My naturopath prescribed me a compounded desiccated thyroid supplement, which differs from traditional thyroid supplements in that it contains both T3 and T4 (and is appropriate for people who have trouble converting T4 into T3, the body's usable thyroid hormone). Within days I felt like a new person. I had energy, actually fell asleep for more than three hours a night, could concentrate in sessions with clients, and saw a marked increase in my mood.
My hair stopped falling out, my joints stopped hurting constantly, my skin stopped flaking, my digestion resumed, and my blood tests six weeks later revealed encouraging hormone levels and normal blood sugar.
Honestly, though, I didn't need the blood tests to know I was healing.
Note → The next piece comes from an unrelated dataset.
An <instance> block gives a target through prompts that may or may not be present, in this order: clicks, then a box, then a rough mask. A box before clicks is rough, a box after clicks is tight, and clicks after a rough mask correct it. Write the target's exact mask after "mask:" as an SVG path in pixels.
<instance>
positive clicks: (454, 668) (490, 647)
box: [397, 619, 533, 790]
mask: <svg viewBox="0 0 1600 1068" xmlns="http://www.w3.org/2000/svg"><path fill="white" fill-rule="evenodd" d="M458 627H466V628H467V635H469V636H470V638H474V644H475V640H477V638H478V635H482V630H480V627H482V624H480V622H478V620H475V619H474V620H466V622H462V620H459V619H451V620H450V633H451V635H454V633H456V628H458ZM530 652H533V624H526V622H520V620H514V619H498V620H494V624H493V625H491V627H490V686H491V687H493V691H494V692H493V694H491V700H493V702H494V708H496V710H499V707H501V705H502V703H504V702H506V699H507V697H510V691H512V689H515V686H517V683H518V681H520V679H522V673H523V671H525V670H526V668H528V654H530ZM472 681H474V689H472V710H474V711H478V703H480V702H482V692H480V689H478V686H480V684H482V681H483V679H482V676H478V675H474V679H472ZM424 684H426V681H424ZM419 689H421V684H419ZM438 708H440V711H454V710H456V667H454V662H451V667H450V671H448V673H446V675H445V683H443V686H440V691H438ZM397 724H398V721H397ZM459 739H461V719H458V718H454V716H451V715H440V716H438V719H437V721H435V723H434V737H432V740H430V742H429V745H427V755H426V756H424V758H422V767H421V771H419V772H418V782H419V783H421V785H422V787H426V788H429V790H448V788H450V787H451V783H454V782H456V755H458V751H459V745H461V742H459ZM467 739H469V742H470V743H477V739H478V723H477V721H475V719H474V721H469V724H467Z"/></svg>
I finally felt normal again.
And guess what? I started getting regular periods. They're still not perfect — if I'm under a lot of stress or go on a yoga hiatus, I won't get one. But for the most part, I can trust that my body is no longer in chaos. I don't think about it anymore — and that's the best part.
I also feel encouraged knowing that, if I decide I want children, I now have a good chance of conceiving naturally. My most recent blood tests show normal hormonal levels for someone my age.
My story may not be a treatment plan for your own journey. But what I hope you get out of it is empowerment to advocate for your health. If you're experiencing symptoms, don't stop seeking answers because someone tells you your tests show that you're in the "normal range." There's nothing wrong with getting a second or third opinion, or taking an alternative treatment route if you feel uncomfortable with the "traditional" one. Don't let anyone shame you into staying silent or accepting one solution.
You are the expert about your body, and you deserve to enjoy inhabiting it.